Женщины и кошки – мои друзья. Не знаю, как бы я без них выжил. Ну, без кошек продержался бы, но без женщин бы точно хана. Дело в том, что я добирался в Летный автостопом, и «голосовал» только женщинам. Удивительный народ. Каждый день по видео их накачивают: будьте бдительны и не сажайте случайных попутчиков. Ни в коем случае. Никогда. Ни за что. А тут – я на обочине: замурзанный и запыленный, в желтой майке и рабочих штанах, которыми разжился на свиноферме. И женщины останавливаются, улыбаются и везут, куда мне надо.

Так я и въехал в Летный – на громадном «адъютанте», на котором впору королям разъезжать. Моя шоферица не поленилась узнать адрес Марион Техада и по своей доброте вывезла меня снова за город. Оказалось, тетушка проживает на Морском шоссе, 2485, а это очень далеко от центра.

Я чмокнул благодетельницу в щеку и высадился у широченных ворот. Если бы «адъютант» занесло на мокром покрытии и он пошел боком, все равно бы в эти ворота вписался. А коли не сумел бы, то снес их вместе с оградой, потому как ограждение вокруг теткиных владений точно пауки сплели. Черное металлическое кружево, в котором блестят золоченые цветы и серебряные листья. Красиво. Здорово, что тетушка богата.

Надавил я кнопку вызова, поглядел в глазок видеокамеры и стал ждать.

Я уже говорил, что люблю женщин и кошек. А собак и мужчин – нет. Не получается у нас взаимопонимания. Собаки, вероятно, чуют во мне кота и норовят загрызть, а мужики… Уж не знаю, что они чувствуют, но едва ли не у каждого появляется желание набить мне морду.

Вот и сейчас. Из глубин парка на рысях вышли два пегих кабысдоха. И такой хай подняли! Уж они на меня ругались, они на ограду бросались – жуть. Лают, хрипят, слюной брызжут… А следом за ними выезжает к воротам черный «эскорт» с зеркальными стеклами и напротив меня останавливается. Стоит и молчит, никто не выходит. Я тоже стою, а по коже мурашки ползают. Потому что из-за тех стекол не глаза человеческие смотрят, а прямо-таки стволы боевых излучателей.

Наконец дверца «эскорта» открылась, и вылез мужик размером с элеватор. Плечищи – во! Взлетные площадки впору оборудовать. Собаки заливаются, совсем охрипли. Он дал им пинка, отогнал, и они, слава Богу, заткнулись. Но – наготове, шерсть вздыбили, клыки скалят.

– Ленвар Техада, – говорит мужичище. Голос у него оказался негромкий, без встроенного мегафона.

Сердце мое ухнулось в желудок, побарахталось и поднялось обратно.

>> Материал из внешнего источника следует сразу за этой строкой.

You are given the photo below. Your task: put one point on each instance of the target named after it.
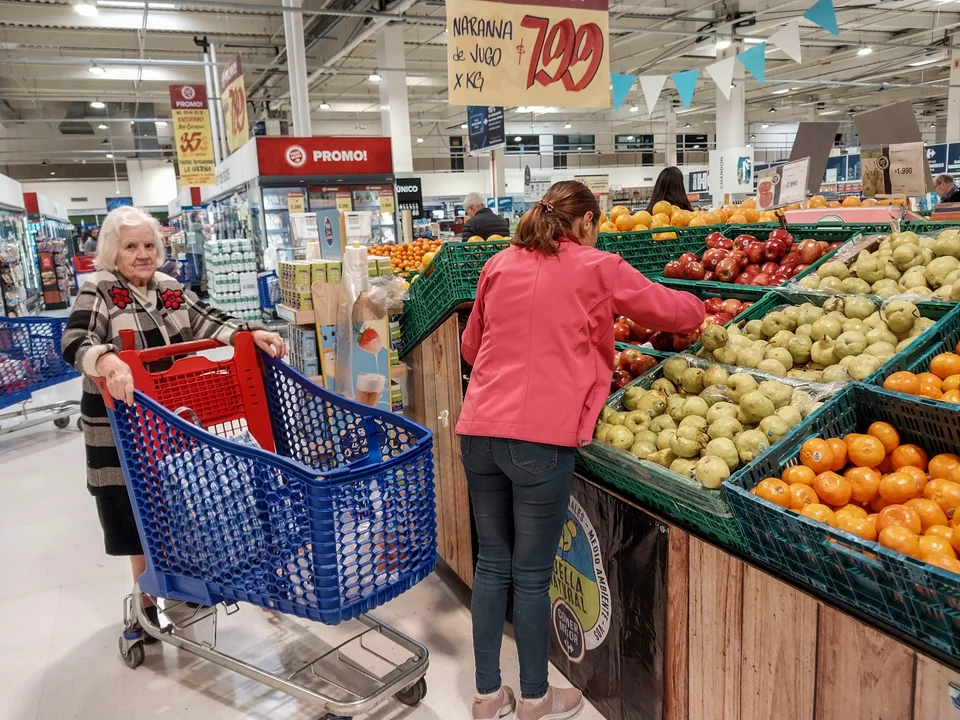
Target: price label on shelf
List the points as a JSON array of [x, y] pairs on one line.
[[784, 185]]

– Секьюрити, – отозвался я. Мол, ты меня знаешь, но и я про тебя угадал.

Он скроил недовольную рожу.

– Увы, – говорит, – не секьюрити. Иначе на порог бы тебя не пустил. Давай, заваливай, – он с дистанционника открыл ворота.

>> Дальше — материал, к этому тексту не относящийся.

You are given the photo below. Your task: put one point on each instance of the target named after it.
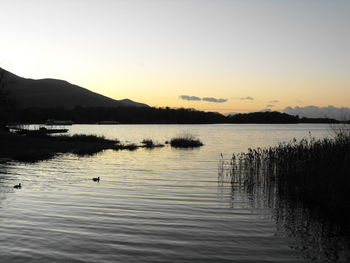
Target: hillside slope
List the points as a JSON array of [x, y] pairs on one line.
[[52, 93]]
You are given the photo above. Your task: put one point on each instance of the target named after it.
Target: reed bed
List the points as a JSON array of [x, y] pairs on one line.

Псы дернулись было, но мужичище саданул одного под брюхо, рявкнул, и они убрались в кусты и забурчали оттуда с тихой злобой.

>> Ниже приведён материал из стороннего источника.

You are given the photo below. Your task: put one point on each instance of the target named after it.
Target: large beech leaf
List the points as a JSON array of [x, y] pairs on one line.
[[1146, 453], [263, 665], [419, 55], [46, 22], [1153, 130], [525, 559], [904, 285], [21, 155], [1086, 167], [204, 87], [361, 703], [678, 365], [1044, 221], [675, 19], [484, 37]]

Подошел я к «эскорту», с виду – воплощенное смирение. Давно замечено, что коли нос не задирать, то мужики кривятся, но в драку немедля не лезут.

Секьюрити – не секьюрити, хозяин – не хозяин облокотился о свой мобиль. «Эскорт» накренился.

– У тебя, парень, совесть есть?

Я охлопал себя, словно в поисках.

– Это маленькое такое, сморщенное? Дома под кровать закатилось. Я потом принесу.

Он скроил новую рожу.

– Не балагань. Зэчина беглый. Ты сознаешь, какую тень бросаешь на порядочный дом? Марион из-за тебя…

– Хотите меня сдать властям?

Третья рожа, краше первых двух. Мимика у него богатейшая.

– Местная власть – это я. Шериф Пятого округа к вашим услугам.

Точно! Такой монументальный мужичище может быть только шерифом. Воплощение силы, власти и незыблемого порядка. Я повеселел.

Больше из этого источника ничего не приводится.